Continuing on the technology theme, specifically for wireless, Sprint apparently chose to attack the market with major two angles:
  1. Stay on the leading-edge of handset technology.  Make deals to get the best smarthphones, etc.
  2. Stay on the leading “G”.  That is, keep upgrading their wireless network for better performance.

For the first, they probably succeeded until the advent of the Apple iPhone.  Verizon Wireless had the best network and clunky phone, AT&T had marketing and iPhone, and T-Mobile had great pricing.

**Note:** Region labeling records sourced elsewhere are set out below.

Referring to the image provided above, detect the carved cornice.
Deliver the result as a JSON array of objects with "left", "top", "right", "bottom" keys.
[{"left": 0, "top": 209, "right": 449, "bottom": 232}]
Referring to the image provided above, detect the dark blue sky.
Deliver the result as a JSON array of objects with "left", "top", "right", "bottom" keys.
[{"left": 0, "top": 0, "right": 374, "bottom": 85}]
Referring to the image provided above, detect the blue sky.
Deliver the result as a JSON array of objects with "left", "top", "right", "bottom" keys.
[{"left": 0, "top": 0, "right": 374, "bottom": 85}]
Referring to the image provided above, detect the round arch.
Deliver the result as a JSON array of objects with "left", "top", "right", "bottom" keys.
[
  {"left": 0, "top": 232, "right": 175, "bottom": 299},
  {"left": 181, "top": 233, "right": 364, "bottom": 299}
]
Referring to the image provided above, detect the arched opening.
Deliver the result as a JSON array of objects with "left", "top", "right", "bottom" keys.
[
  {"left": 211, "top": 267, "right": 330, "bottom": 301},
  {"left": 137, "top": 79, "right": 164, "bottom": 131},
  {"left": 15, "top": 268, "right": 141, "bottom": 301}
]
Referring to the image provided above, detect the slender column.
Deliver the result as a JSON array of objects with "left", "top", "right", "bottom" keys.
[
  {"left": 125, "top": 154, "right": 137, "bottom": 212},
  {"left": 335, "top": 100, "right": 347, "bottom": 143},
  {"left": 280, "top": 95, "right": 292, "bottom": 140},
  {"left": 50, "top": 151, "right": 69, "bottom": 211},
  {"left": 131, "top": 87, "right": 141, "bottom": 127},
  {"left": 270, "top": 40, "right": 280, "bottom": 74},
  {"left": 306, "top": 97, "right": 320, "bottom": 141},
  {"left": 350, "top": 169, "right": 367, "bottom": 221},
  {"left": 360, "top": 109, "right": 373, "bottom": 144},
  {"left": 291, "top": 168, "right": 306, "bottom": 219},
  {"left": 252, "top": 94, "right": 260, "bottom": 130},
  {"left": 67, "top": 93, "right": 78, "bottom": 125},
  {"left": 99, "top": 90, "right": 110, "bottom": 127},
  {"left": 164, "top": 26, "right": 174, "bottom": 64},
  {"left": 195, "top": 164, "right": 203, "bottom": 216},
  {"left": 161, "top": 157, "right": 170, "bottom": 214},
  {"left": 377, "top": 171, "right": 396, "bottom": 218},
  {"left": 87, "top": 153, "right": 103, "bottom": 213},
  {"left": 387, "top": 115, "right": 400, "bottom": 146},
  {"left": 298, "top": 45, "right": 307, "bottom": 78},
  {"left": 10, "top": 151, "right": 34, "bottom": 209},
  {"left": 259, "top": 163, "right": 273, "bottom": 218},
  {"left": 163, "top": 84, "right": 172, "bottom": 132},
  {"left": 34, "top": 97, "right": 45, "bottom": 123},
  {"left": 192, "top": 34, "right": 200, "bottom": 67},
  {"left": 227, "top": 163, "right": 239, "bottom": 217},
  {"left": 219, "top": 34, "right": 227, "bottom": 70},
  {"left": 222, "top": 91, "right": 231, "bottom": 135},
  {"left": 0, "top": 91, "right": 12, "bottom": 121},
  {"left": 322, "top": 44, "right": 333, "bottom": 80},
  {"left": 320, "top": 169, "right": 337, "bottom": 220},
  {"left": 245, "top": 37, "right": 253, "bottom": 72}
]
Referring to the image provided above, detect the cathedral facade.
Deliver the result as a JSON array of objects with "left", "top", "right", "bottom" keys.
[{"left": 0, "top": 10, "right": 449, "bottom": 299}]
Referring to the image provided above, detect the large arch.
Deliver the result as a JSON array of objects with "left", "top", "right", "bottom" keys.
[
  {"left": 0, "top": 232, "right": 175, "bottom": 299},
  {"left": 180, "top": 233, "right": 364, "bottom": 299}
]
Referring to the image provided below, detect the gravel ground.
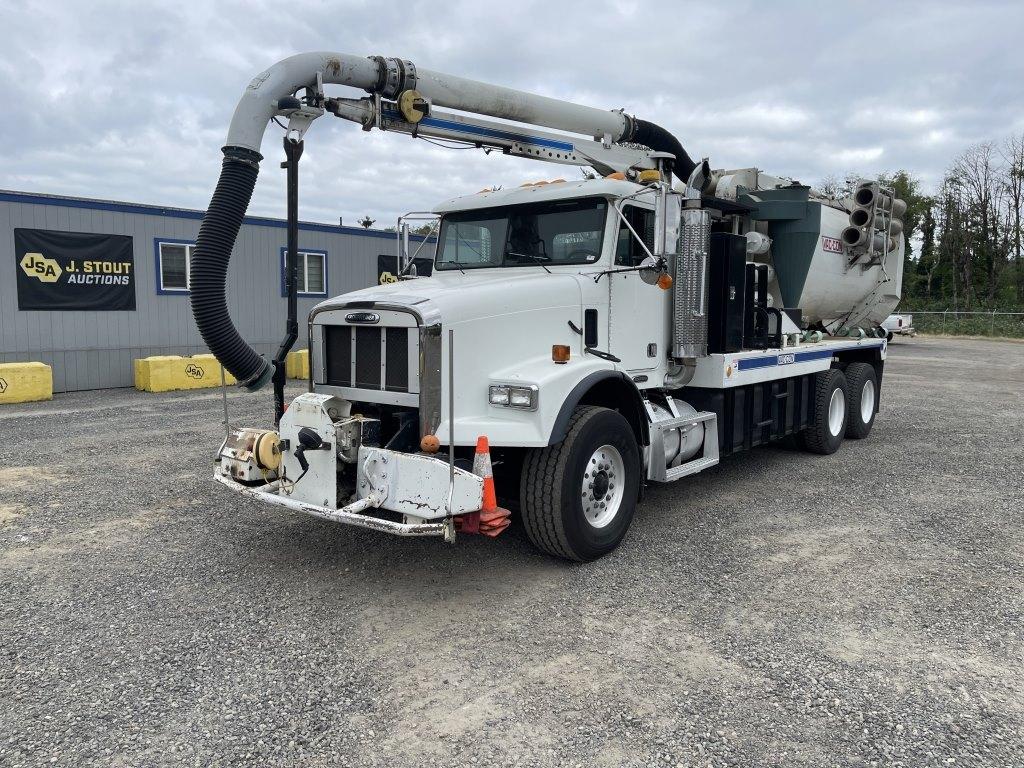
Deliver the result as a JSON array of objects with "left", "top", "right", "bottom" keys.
[{"left": 0, "top": 338, "right": 1024, "bottom": 767}]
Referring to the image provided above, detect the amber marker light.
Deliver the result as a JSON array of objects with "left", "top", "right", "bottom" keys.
[{"left": 551, "top": 344, "right": 569, "bottom": 365}]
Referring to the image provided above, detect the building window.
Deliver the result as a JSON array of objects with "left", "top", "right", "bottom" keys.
[
  {"left": 157, "top": 240, "right": 196, "bottom": 294},
  {"left": 281, "top": 248, "right": 327, "bottom": 296}
]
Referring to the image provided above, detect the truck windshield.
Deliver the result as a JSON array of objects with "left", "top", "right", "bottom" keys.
[{"left": 434, "top": 198, "right": 608, "bottom": 269}]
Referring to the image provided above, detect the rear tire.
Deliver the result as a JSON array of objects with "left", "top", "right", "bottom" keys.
[
  {"left": 846, "top": 362, "right": 879, "bottom": 440},
  {"left": 519, "top": 406, "right": 640, "bottom": 561},
  {"left": 797, "top": 368, "right": 849, "bottom": 456}
]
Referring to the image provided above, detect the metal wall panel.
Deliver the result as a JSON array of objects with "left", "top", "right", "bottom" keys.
[{"left": 0, "top": 191, "right": 423, "bottom": 392}]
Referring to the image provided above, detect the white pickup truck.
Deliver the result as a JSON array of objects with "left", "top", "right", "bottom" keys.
[{"left": 882, "top": 312, "right": 918, "bottom": 341}]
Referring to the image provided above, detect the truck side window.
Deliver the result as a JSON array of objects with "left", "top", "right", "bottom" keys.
[{"left": 615, "top": 206, "right": 654, "bottom": 266}]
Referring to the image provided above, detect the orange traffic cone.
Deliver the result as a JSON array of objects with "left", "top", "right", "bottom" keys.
[{"left": 456, "top": 435, "right": 511, "bottom": 538}]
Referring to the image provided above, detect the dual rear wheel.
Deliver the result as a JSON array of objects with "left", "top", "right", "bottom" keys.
[{"left": 797, "top": 362, "right": 879, "bottom": 455}]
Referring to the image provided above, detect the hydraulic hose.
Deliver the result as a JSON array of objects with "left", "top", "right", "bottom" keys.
[
  {"left": 623, "top": 118, "right": 697, "bottom": 184},
  {"left": 189, "top": 146, "right": 273, "bottom": 390}
]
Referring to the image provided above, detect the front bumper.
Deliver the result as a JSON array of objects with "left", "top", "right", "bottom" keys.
[
  {"left": 214, "top": 446, "right": 483, "bottom": 539},
  {"left": 213, "top": 471, "right": 454, "bottom": 539}
]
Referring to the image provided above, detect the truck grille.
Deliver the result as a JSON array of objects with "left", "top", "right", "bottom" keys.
[{"left": 324, "top": 326, "right": 410, "bottom": 392}]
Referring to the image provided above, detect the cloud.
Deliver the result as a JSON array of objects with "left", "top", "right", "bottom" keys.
[{"left": 0, "top": 0, "right": 1024, "bottom": 225}]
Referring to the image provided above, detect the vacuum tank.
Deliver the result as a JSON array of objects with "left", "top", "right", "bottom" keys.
[{"left": 713, "top": 168, "right": 906, "bottom": 334}]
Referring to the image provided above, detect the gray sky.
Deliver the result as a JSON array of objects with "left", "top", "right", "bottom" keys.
[{"left": 0, "top": 0, "right": 1024, "bottom": 226}]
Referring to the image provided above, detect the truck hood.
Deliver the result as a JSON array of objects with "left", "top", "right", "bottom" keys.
[{"left": 314, "top": 267, "right": 582, "bottom": 325}]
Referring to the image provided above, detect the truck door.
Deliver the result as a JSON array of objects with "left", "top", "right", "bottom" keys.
[{"left": 608, "top": 205, "right": 670, "bottom": 371}]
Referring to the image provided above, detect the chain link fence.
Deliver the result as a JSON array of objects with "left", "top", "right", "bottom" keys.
[{"left": 904, "top": 309, "right": 1024, "bottom": 338}]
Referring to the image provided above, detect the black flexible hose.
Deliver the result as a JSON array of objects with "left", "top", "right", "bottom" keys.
[
  {"left": 627, "top": 118, "right": 697, "bottom": 184},
  {"left": 188, "top": 146, "right": 273, "bottom": 390}
]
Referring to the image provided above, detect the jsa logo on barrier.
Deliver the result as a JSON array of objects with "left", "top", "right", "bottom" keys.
[{"left": 22, "top": 253, "right": 62, "bottom": 283}]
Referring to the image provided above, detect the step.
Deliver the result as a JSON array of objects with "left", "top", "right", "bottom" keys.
[{"left": 665, "top": 456, "right": 718, "bottom": 482}]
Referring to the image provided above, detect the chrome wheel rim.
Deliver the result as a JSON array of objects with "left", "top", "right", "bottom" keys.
[
  {"left": 860, "top": 379, "right": 874, "bottom": 424},
  {"left": 581, "top": 445, "right": 626, "bottom": 528},
  {"left": 828, "top": 387, "right": 846, "bottom": 437}
]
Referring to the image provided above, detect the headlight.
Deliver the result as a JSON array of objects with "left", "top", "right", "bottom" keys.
[{"left": 487, "top": 384, "right": 538, "bottom": 411}]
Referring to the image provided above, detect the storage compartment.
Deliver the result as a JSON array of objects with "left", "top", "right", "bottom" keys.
[{"left": 708, "top": 232, "right": 746, "bottom": 353}]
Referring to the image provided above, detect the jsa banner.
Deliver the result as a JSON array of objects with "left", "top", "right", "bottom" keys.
[{"left": 14, "top": 229, "right": 135, "bottom": 311}]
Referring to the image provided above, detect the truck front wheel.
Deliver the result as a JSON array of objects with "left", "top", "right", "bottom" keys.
[{"left": 519, "top": 406, "right": 640, "bottom": 561}]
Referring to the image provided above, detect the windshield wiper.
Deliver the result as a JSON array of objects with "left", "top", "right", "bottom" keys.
[
  {"left": 437, "top": 259, "right": 466, "bottom": 274},
  {"left": 505, "top": 251, "right": 552, "bottom": 274}
]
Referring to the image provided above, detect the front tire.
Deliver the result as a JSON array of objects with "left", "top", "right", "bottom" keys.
[
  {"left": 798, "top": 368, "right": 849, "bottom": 456},
  {"left": 846, "top": 362, "right": 879, "bottom": 440},
  {"left": 519, "top": 406, "right": 640, "bottom": 561}
]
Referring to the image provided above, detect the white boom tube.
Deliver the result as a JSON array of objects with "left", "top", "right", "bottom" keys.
[{"left": 225, "top": 51, "right": 630, "bottom": 152}]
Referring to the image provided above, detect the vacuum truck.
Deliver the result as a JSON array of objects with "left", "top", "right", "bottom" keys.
[{"left": 190, "top": 53, "right": 906, "bottom": 561}]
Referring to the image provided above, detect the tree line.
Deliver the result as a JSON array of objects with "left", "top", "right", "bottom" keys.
[{"left": 820, "top": 134, "right": 1024, "bottom": 311}]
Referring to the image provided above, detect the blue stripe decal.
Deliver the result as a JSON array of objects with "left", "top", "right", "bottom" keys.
[
  {"left": 384, "top": 110, "right": 575, "bottom": 153},
  {"left": 736, "top": 342, "right": 883, "bottom": 371},
  {"left": 0, "top": 191, "right": 433, "bottom": 242}
]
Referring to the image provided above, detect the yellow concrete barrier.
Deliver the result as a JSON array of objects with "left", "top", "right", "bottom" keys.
[
  {"left": 0, "top": 362, "right": 53, "bottom": 403},
  {"left": 134, "top": 354, "right": 236, "bottom": 392},
  {"left": 285, "top": 349, "right": 309, "bottom": 379}
]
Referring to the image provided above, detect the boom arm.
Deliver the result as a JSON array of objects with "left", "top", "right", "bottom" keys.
[{"left": 190, "top": 52, "right": 694, "bottom": 389}]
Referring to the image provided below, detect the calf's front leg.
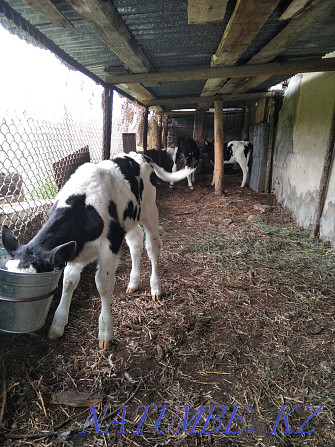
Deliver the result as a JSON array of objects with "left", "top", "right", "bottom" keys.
[
  {"left": 95, "top": 252, "right": 119, "bottom": 349},
  {"left": 48, "top": 262, "right": 84, "bottom": 340}
]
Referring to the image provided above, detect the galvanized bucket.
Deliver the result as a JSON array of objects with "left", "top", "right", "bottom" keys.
[{"left": 0, "top": 246, "right": 62, "bottom": 333}]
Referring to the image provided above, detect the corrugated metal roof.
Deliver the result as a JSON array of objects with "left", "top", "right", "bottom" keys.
[{"left": 0, "top": 0, "right": 335, "bottom": 108}]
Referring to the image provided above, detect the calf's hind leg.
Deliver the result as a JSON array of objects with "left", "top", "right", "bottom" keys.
[
  {"left": 48, "top": 262, "right": 84, "bottom": 339},
  {"left": 126, "top": 225, "right": 143, "bottom": 293},
  {"left": 141, "top": 203, "right": 162, "bottom": 300},
  {"left": 95, "top": 245, "right": 119, "bottom": 349}
]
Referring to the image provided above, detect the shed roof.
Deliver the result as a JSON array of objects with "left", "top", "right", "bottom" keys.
[{"left": 0, "top": 0, "right": 335, "bottom": 110}]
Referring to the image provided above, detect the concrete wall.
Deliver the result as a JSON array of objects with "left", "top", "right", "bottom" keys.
[{"left": 272, "top": 72, "right": 335, "bottom": 244}]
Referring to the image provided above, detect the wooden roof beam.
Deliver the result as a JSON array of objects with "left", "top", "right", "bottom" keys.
[
  {"left": 279, "top": 0, "right": 321, "bottom": 20},
  {"left": 187, "top": 0, "right": 228, "bottom": 25},
  {"left": 23, "top": 0, "right": 73, "bottom": 28},
  {"left": 201, "top": 0, "right": 279, "bottom": 96},
  {"left": 67, "top": 0, "right": 161, "bottom": 108},
  {"left": 219, "top": 0, "right": 335, "bottom": 93},
  {"left": 67, "top": 0, "right": 152, "bottom": 73},
  {"left": 106, "top": 58, "right": 335, "bottom": 84},
  {"left": 143, "top": 91, "right": 277, "bottom": 108}
]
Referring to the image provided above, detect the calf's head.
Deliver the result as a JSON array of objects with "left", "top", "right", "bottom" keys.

Keeping the network up-to-technology-par (not considering overall coverage, of which Sprint certainly trails at least Verizon Wireless) and without addressing the iDEN (PTT) mess, Sprint moved from GSM to the newer CDMA technology.  This probably provided better voice quality (debatable) but also 1xRTT data, helping to enable the Blackberry driven email and then Web-on-the-go.  Continuing this trend, Sprint upgraded, along with Verizon Wireless, to “3G” CDMA EDVO Rev. A.  With download speeds of 1Mbps+ and uploads 500Kbps+ this helped lead us into the mobile Web we have today, and helped drive AT&T and T-mobile to upgrade their networks to keep pace (competition is a wonderful thing).

Keeping with the technology differentiator angle, Sprint made a deal to roll-out 4G services using WiMAX technology in close association with ClearWire.  My experience with WiMAX involved my previous employer’s real-world tests using WiMAX technology.  Although the installations worked, the system performance was not exceptional, both in range and bandwidth delivered.

So, with the phone differentiator gone with Android and iPhone, Sprint went in head-first into unlimited data plans and its WiMAX-based 4G service.  All seemed to be well, until others jumped into the 4G ocean T-mobile with the “I’m gonna call HSPA+ 4G” and Verizon Wireless with LTE.

The problem is that, as my previous but albeit limited experience showed, WiMAX (or at least Sprint/ClearWire’s implementation) may not be up to the challenge.  The following link shows Sprint’s 4G performance in Austin, Texas.  With a max speed of 4Mbps down and 500Kbps up, it certainly did not wow: http://gigaom.com/2010/02/05/my-austin-wimax-experience-was-good-but-not-good-enough/

Another set of tests in Philadelphia, Pennsylvania are consistent: http://www.intomobile.com/2010/06/04/data-speed-showdown-sprint-4g-vs-t-mobile-hspa/.  However, what’s important to note is that T-Mobile HSPA+ was just as fast as Sprint’s WiMAX offering.

ClearWire and Sprint have invested billions in WiMAX and they are going to get creamed if the results of performance test like these and the next link continue to be representative of real-world WiMAX performance: http://venturebeat.com/2011/04/01/sprint-4g-wimax/.  In this set of tests, Verizon’s LTE creamed WiMAX in New York, New York with LTE achieving consistently 8+Mbps down and 4+Mbps up and WiMAX providing only 1+Mbps up and down.

Here is another set of data, which is consistent with the previous reports:
http://www.computerworld.com/s/article/9207642/4G_shootout_Verizon_LTE_vs._Sprint_WiMax?taxonomyId=79&pageNumber=3.  Of particular note is that upload speeds could be as low as 41Kbps (that’s Kilo, man) compared to LTE’s 5Mbps+.

It is amazing how Sprint has tried to stay on the cutting edge with phones and WiMAX, but can’t seem to get a break.  They have already gone to cheap unlimited plans to help raise their subscriber numbers, but I don’t think that they are really making any headway.

With the potential of the lost investment in WiMAX equipment and the fact that they now have hundreds of millions of dollars tied-up with customer devices, what is Sprint to do now?  How does this affect ClearWire?